Investors – Investors invest their money into stocks for a longer period of time. They invest into stocks with good fundamentals and stay invested till they reap profits, could it take a year or two or even more. A smart investor enters a good stock when it has corrected or say they buy good undervalued stocks and maximise their gains. They don’t put money into a stock that has already rallied up and are in it’s highs because a high valued stock has limited upside and they will not get much appreciation in that stock. So investors wait for a correction in the stock and buy stocks on dips. Investors don’t care about stop losses and targets, they invest from a long time view and only take out once they’ve claimed a nice appreciation. If the stock goes down a lot from their purchase price, they will continue to hold the stock or even buy more to average it out. They’ll hold it till the day the stock comes back to its highs and only then book profits.
Traders – Traders put their money into any stock that is going to give them some appreciation in a short term. They don’t keep money into stocks for a very long period of time. They identify a stock worth putting money into, then buy it keeping in mind a target price to book profits and a stop loss to book losses. Traders can never trade in any stock without a specific target and stop loss in mind. Traders exit the stock if a target or a stop loss price has been achieved in that specific stock. A trader does not care if the stock is undervalued or overvalued, all they care about is entering a stock that is going to give any appreciation in a day or a few days to a week. Since a trader maintains a stop loss close to the buying price, they don’t really have a chance to make much loss. Many times the already rallied stocks rally even further up and that is where traders make their profits and investors miss out. Traders sometimes also enter stocks with no fundamentals unlike investors.

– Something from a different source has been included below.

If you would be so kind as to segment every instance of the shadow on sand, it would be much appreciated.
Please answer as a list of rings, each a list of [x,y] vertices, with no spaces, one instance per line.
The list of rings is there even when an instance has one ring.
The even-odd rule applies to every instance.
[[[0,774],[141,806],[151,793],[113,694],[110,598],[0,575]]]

A trader usually makes more profit than an investor but being a trader means putting a lot of time into stock market investing. Majority of the active traders spend their day trading in the stock market and that is how they mostly make their living. However investors are normally working people, a job or business who do not have a lot of time to give to stock market and so they invest into the market from a longer term perspective and don’t need to check their stocks all the time. An investor misses out returns during a time when he is waiting with cash on the side lines for the market to correct and market instead of correcting continues to make new highs, like the scene with current market. So if you have a lot of time in hand, it is better to trade than to invest to claim better returns.